February 14, 2017 at 5:01 pm
RVO - Tuesday, February 14, 2017 4:02 PMPerry White,
Can you please explain your comment below?
What does it mean "when buffer pool recharges"?Disk usage will increase as the buffer pool recharges.
Nothing happens in SQL Server with stuff that isn't in RAM first. Thus if anything flushes part or most of the stuff that is currently in RAM out so new stuff can come in to be processed then some or even most of that stuff that was flushed out will need to come back into memory so it can be processed. Often those pages are for "hot", active data and they cause other applications that need them to bog down waiting for IO from disk. Remember, memory is MICROSECOND timescale. Rotating disks are often tens to hundreds of milliseconds and even SSDs are a few milliseconds. That is 3-5 ORDERS OF MAGNITUDE slower.
Best,
Kevin G. Boles
SQL Server Consultant
SQL MVP 2007-2012
TheSQLGuru on googles mail service
February 14, 2017 at 5:06 pm
RVO - Tuesday, February 14, 2017 11:25 AMJeff,Is Kevin G. Boles specialty - performance issues?

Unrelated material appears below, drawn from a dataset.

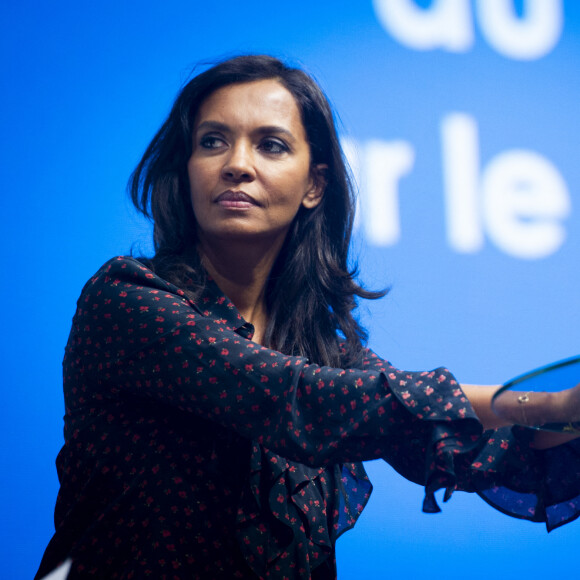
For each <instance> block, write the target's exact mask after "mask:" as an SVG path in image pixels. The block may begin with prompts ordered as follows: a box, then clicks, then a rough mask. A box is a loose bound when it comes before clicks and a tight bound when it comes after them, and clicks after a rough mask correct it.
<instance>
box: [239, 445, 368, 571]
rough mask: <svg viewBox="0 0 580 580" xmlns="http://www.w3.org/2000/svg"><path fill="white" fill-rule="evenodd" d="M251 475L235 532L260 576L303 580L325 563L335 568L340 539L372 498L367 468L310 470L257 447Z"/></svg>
mask: <svg viewBox="0 0 580 580" xmlns="http://www.w3.org/2000/svg"><path fill="white" fill-rule="evenodd" d="M250 473H251V475H250V485H249V487H248V488H247V490H246V491H245V492H244V494H243V495H242V498H241V502H240V505H239V509H238V518H237V532H236V533H237V537H238V543H239V545H240V548H241V551H242V553H243V555H244V557H245V559H246V562H247V563H248V565H249V566H250V568H252V570H253V571H254V572H255V573H256V574H257V575H258V576H259V577H260V578H262V577H266V576H267V575H268V573H270V574H272V573H273V574H275V576H276V577H284V578H304V579H306V578H311V575H312V571H313V570H314V569H316V568H318V567H319V566H321V565H322V564H326V565H328V566H330V569H333V568H334V545H335V542H336V540H337V538H338V537H339V536H340V535H341V534H342V533H343V532H345V531H347V530H349V529H350V528H352V527H353V526H354V524H355V522H356V520H357V519H358V517H359V515H360V514H361V512H362V510H363V509H364V506H365V504H366V503H367V501H368V499H369V497H370V493H371V489H372V487H371V484H370V481H369V479H368V477H367V474H366V472H365V470H364V468H363V466H362V464H360V463H348V464H336V465H331V466H329V467H319V468H315V467H308V466H306V465H303V464H301V463H296V462H293V461H289V460H287V459H285V458H283V457H281V456H279V455H277V454H275V453H273V452H272V451H269V450H267V449H265V448H263V447H262V446H260V445H258V444H257V443H254V444H253V450H252V457H251V468H250ZM328 560H330V562H328Z"/></svg>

What is the best way to contact Kevin?
I have about 45000 hours of time invested in the SQL Server relational engine, most of that as an independent consultant (I started my company in 1999). Performance tuning is one of my primary lines of business. Making SQL Server applications go fast and scale high is second only to helping clients do things correctly FROM THE START on my list of favorite things to do. 😎
SQLServerCentral.com has a messaging function you can use to reach out to me. Or you can search the web, linkedin, twitter for TheSQLGuru and you will find me.
Best,
Kevin G. Boles
SQL Server Consultant
SQL MVP 2007-2012
TheSQLGuru on googles mail service
February 14, 2017 at 5:37 pm
Anytime sql server performs an operation on data it must first be read from the disk subsystem into physical memory.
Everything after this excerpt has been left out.